Segment Routing vs LDP in Hub-and-Spoke Networks
I got an interesting question that nicely illustrates why Segment Routing (the MPLS variant) is so much better than LDP. Imagine a redundant hub-and-spoke network with hundreds of spokes. Let’s settle on 500 spokes – IS-IS supposedly has no problem dealing with a link-state topology of that size.
Let’s further assume that all routers advertise only their loopbacks1 and that we’re using unnumbered hub-to-spoke links to minimize the routing table size. The global routing table thus contains ~500 entries. MPLS forwarding tables (LFIB) contain approximately as many entries as each router assigns a label to every prefix in the routing table2. What about the LDP table (LIB – Label Information Base)?
The LIB tables on spokes contain ~1000 entries – each hub router is advertising it label bindings for all entries in its forwarding table. So far so good. What about the LIB tables on the hub routers? They contain 250.000 entries – each spoke router is advertising its 500 label bindings to both hubs even though we never want to use spokes as transit routers between hubs.
Now let’s assume we use numbered hub-to-spoke links. The routing table size increases to 1500 entries (peanuts), the hub LIB size increases to 750.000 entries.
A knee-jerk reaction could be to “fix” the LDP behavior with downstream-on-demand allocation, but keep in mind there’s a reason for the default behavior: after a topology change, all routers already have the labels from the new downstream neighbors because everyone assigns and advertises a label to everything just in case it might be needed. After a careful consideration, you might decide to use unsolicited downstream allocation on hub routers and downstream-on-demand on spokes3, and reduce the LIB size by orders of magnitude.
You might also fine-tune the LDP label allocation on the spoke routers (don’t assign labels to other spokes) or LDP label advertisement (don’t advertise labels for other spokes to the hub routers), but you just piled layers of kludges on top of a suboptimal4 network design. Segment routing is ridiculously simple compared to all that:
- No need for LDP – labels are advertised in IGP together with IP prefixes
- No LDP-to-IGP synchronization headaches.

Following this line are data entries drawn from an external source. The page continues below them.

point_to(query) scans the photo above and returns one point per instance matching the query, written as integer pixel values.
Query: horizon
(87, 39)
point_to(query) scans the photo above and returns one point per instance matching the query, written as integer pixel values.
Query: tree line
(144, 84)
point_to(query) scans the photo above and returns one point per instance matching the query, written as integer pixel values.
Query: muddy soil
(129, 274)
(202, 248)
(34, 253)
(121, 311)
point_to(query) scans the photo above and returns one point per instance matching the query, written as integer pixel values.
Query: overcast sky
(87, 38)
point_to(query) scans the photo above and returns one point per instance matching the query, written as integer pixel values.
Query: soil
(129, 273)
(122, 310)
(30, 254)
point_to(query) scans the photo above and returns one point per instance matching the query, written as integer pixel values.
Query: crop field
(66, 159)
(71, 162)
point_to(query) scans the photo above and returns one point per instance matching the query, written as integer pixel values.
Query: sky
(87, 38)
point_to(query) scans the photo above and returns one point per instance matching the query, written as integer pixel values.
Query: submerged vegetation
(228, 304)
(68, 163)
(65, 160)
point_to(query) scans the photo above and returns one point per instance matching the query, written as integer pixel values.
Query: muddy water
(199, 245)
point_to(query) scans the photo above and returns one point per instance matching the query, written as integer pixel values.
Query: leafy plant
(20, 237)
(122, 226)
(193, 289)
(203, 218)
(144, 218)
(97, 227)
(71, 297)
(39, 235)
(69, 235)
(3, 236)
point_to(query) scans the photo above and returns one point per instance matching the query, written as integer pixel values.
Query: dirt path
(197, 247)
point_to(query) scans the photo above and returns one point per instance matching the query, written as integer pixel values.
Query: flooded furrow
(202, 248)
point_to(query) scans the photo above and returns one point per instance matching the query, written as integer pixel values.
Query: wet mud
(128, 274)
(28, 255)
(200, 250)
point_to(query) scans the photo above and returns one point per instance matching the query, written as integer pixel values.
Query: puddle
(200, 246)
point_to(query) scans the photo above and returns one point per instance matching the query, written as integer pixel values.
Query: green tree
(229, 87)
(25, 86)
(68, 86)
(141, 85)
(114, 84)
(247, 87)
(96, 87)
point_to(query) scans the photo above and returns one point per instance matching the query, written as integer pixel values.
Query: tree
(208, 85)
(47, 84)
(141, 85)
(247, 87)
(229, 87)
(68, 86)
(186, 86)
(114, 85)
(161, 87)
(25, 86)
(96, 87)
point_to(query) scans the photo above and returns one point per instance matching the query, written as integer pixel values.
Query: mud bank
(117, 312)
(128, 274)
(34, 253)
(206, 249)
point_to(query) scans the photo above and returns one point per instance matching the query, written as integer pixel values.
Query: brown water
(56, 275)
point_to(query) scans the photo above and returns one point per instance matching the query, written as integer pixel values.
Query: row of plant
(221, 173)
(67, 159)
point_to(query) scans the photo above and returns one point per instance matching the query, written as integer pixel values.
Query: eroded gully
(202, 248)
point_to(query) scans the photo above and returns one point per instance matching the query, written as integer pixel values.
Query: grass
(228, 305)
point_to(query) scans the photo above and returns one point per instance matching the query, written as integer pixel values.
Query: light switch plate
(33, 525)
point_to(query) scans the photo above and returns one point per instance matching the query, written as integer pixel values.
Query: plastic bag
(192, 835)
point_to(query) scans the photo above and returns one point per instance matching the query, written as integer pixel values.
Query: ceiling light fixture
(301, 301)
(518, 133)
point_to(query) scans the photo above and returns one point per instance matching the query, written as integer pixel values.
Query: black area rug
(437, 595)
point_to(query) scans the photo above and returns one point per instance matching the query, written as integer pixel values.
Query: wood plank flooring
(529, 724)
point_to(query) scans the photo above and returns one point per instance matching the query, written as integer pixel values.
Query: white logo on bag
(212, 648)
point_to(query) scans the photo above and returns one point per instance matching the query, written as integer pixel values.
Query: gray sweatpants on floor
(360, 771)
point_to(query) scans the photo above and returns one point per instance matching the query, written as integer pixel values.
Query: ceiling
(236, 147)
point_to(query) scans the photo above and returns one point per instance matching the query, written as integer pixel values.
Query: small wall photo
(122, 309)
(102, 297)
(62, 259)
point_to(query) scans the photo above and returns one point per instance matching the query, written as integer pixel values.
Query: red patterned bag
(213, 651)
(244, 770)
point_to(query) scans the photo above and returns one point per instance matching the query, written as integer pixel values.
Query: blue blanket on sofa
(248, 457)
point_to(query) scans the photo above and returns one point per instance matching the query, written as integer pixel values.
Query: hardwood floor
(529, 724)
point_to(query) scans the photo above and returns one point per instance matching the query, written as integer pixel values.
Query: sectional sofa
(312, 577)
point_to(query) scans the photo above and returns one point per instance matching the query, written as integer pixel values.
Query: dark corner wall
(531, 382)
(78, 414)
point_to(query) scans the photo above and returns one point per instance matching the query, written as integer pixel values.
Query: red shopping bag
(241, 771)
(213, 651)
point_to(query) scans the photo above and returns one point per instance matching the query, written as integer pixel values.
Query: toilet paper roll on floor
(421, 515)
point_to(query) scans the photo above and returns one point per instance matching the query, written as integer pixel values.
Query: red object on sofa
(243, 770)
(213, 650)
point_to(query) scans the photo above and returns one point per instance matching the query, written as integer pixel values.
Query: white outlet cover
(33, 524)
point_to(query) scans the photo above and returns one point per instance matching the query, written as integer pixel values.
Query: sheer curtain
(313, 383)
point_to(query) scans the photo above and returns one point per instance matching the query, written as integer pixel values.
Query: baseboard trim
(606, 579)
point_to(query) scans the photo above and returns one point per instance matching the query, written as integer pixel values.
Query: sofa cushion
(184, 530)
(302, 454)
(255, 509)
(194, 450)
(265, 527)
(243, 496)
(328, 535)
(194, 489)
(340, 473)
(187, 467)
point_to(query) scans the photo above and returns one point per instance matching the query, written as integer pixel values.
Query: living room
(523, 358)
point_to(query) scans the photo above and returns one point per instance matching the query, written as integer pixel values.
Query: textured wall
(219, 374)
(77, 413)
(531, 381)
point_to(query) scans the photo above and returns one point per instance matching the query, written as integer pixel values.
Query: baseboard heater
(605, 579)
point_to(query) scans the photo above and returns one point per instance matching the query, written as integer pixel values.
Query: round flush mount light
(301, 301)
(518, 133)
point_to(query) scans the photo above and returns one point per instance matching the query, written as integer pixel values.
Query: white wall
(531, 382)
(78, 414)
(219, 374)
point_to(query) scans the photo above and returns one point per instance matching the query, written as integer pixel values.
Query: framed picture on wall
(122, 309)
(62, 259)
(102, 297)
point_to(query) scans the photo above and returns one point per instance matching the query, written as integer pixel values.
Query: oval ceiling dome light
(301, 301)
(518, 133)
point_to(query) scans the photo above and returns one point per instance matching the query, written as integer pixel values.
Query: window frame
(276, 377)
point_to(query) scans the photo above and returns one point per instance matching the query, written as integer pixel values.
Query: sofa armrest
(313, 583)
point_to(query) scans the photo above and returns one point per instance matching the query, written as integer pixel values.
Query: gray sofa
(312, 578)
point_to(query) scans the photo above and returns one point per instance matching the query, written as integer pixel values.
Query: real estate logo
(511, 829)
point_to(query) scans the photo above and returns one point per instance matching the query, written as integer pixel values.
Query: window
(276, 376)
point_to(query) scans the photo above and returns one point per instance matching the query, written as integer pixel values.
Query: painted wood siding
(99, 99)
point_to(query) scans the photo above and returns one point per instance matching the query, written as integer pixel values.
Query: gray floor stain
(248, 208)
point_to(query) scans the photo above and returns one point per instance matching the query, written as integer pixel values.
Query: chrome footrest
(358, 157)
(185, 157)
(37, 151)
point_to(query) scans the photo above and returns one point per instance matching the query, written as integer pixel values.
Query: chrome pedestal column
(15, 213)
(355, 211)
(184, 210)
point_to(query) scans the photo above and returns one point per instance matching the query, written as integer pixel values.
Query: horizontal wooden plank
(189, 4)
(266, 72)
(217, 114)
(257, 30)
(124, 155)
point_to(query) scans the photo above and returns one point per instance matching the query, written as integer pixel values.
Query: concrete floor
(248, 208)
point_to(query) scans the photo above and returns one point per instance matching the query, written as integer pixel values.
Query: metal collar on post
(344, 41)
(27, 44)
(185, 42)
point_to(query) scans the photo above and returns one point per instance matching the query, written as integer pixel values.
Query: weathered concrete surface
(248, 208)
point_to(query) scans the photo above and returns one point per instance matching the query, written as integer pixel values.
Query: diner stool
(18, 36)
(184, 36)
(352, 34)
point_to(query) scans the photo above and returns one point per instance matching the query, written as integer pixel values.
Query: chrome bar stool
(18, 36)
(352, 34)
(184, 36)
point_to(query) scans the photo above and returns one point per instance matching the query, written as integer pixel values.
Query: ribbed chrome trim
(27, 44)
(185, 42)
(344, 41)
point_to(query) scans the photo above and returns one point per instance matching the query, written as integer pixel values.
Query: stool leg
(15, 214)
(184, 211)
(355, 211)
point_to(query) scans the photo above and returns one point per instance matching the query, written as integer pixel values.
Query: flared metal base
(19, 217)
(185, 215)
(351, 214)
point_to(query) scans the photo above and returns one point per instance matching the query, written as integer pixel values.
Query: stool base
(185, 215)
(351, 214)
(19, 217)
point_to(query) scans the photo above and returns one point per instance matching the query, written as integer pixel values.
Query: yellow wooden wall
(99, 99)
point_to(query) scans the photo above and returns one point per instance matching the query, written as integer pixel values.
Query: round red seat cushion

- No black holes or broken LSPs after link reestablishement
- No LIB scaling issues
- Single label per device (unless you configure adjacency SIDs)
There’s just a tiny little detail: you have to configure segment identifiers on all devices, but then you have to configure loopbacks as well, and you wanted to automate device configuration builds and deployments anyway, right?
Or maybe I’m just overreacting and solving imaginary scaling problems at scale? Leave a comment!
You probably know there are tons of good MPLS books out there; you might also want to watch these webinars:
In 2014 when I did the first prototype implementation of MPLS-SR node labels, I was stunned that just with an incremental add of 500 Lines of code to the vanilla ipv4/ipv6 IS-IS codebase I got full any-to-any connectivity, no sync issues, no targeted sessions for R-LFA .... essentially labeled transport comes for free. Later I did ask George Swallow and Yakov Rekhter (The original MPLS design team) "Why did you not do this right from the start ?" and the answer was not pretty: "IGPs have been done in San Jose and the MPLS design team was mostly located in the Boxborough office. At the time there was lots of stability issues with IGPs and management has asked us not to touch any IGP code"
(Besides, there was only one good programmer in Boston: Dan Tappan. Everybody else there was an "architect". I don't believe east-coast would have done better.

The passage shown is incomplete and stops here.